La Russie est soi-disant économiquement sous embargo depuis son agression de l'Ukraine en février 2022. Mais la société Rosatom, géant russe du nucléaire, continue de recycler l'uranium usé des centrales françaises et renvoie le minerai enrichi en France. Selon Greenpeace, « Un quart de l’uranium enrichi importé par la France en 2024 provenait de Russie ». https://www.greenpeace.fr/espace-presse/trois-ans-doccupation-de-la-centrale-nucleaire-de-zaporijia-la-france-contribue-toujours-au-chantage-nucleaire-russe/
Ainsi, malgré l'embargo fait à la Russie, l'approvisionnement en source d'énergie depuis la Russie continue, pas seulement via EDF ou Orano, mais aussi par TotalEnergies, qui vient d'annoncer à ses actionnaires une baisse de ses investissements dans les énergies bas carbone, mais continue de traiter avec la Russie.
On apprend aussi qu'en 2024, les importations de GNL (Gaz Naturel Liquéfié) russe ont bondi de 80% en France, la Russie étant le second fournisseur GNL de la France, derrière les USA, mais devant l'Algérie.
https://www.latribune.fr/climat/energie-environnement/en-2024-les-importations-de-gnl-russe-ont-bondi-de-80-en-france-1019797.html
Tout en maintenant des liens commerciaux dits « stratégiques », on nous assène que la Russie est une menace pour l'Union Européenne. Faudrait savoir !
En conclusion
Oublions l'idée d'une énergie abondante et bon marché. Ça appartient au passé et cette énergie miracle n'existe pas.
S'il est clair qu'il faut sortir des énergies émettrices de gaz à effet de serre, nous ne sommes pas sorti s du dogme nucléariste. Tant de choses seraient possibles à commencer par la meilleure source d'énergie : l'économiser autant que possible, notamment par des politiques de logement (isolation, mais aussi matériaux autres que le béton) et de transport moins gourmandes en énergies.
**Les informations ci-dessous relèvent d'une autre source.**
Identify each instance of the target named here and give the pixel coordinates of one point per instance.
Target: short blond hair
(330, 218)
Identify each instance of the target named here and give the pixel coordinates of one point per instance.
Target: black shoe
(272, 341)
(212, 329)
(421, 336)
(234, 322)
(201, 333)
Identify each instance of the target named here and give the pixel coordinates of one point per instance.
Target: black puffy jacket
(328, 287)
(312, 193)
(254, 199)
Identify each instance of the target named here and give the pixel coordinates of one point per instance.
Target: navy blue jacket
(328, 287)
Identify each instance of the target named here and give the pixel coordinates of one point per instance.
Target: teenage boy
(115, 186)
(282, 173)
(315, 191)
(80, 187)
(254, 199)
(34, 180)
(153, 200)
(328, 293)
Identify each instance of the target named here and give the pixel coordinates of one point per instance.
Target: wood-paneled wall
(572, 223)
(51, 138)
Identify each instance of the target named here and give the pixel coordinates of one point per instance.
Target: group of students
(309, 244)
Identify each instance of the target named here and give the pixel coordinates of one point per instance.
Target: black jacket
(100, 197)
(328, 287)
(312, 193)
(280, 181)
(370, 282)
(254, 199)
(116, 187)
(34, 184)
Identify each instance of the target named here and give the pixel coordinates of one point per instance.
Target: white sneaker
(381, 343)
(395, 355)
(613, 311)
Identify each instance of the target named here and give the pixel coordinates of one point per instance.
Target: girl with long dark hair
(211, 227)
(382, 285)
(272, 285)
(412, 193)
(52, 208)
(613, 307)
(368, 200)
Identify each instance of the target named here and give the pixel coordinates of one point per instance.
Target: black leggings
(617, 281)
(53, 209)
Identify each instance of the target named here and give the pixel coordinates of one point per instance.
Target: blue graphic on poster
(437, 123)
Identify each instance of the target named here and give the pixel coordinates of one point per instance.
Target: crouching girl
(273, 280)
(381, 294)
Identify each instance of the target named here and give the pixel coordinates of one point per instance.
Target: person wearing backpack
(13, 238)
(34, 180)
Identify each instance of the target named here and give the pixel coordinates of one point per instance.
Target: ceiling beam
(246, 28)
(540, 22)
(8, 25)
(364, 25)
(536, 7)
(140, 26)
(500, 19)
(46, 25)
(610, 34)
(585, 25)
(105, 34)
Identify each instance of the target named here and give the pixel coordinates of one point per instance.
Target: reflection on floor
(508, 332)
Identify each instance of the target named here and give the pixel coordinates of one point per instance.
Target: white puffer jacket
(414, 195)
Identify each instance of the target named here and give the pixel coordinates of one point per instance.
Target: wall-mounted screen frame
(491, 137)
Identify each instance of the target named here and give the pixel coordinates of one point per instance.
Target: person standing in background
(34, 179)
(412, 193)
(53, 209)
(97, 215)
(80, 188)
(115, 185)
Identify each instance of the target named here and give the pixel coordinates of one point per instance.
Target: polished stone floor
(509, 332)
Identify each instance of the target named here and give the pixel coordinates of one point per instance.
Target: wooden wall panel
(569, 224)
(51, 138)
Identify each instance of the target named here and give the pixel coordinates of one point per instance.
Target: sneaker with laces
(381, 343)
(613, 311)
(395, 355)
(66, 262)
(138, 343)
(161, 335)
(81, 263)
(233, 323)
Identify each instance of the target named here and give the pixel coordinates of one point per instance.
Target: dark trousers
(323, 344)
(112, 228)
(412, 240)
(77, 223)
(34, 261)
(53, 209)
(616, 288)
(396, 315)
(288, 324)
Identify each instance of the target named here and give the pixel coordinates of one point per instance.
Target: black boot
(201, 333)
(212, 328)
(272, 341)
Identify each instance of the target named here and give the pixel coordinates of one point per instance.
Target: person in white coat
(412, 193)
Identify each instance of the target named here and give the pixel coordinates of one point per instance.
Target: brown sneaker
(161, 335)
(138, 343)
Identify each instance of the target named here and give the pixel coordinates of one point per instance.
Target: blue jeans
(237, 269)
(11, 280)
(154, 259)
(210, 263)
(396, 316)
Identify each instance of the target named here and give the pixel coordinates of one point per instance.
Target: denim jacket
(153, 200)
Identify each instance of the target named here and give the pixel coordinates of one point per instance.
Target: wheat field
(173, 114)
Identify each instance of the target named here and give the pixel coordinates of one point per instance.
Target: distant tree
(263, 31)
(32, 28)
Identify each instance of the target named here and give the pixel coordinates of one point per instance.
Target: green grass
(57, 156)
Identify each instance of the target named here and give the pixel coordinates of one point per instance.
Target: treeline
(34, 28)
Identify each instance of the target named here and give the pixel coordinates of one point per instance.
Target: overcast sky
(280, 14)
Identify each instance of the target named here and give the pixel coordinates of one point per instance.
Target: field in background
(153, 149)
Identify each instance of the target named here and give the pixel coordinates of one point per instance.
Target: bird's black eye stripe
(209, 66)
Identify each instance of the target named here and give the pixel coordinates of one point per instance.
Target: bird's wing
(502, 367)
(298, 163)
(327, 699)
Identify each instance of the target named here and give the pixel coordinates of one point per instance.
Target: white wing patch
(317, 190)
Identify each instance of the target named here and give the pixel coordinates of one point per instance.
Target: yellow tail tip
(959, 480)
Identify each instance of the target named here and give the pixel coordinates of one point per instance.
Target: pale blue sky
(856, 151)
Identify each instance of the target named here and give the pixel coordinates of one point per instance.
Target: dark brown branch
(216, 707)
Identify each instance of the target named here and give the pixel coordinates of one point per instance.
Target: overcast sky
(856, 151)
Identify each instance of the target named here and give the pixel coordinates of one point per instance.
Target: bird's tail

Il est nécessaire aussi de faire de la recherche sur les énergies et les matériaux du futur. Là encore, on constate que les universités et la recherche sont malmenées, faute de crédits.
Enfin, il faut viser la sobriété, que ce soit dans nos comportements individuels ou dans les choix collectifs. Mais la sobriété est un choix de société qui dépasse de loin la question de l'énergie.
Ce choix de société, pour l'instant, c'est le capitalisme qui l'oriente ainsi que la technocratie à son service.
Sortir du capitalisme est nécessaire. Pour autant, nous sommes plus de huit milliards d'êtres humains sur terre et se poseront toujours les questions de leur donner des conditions de vie décentes.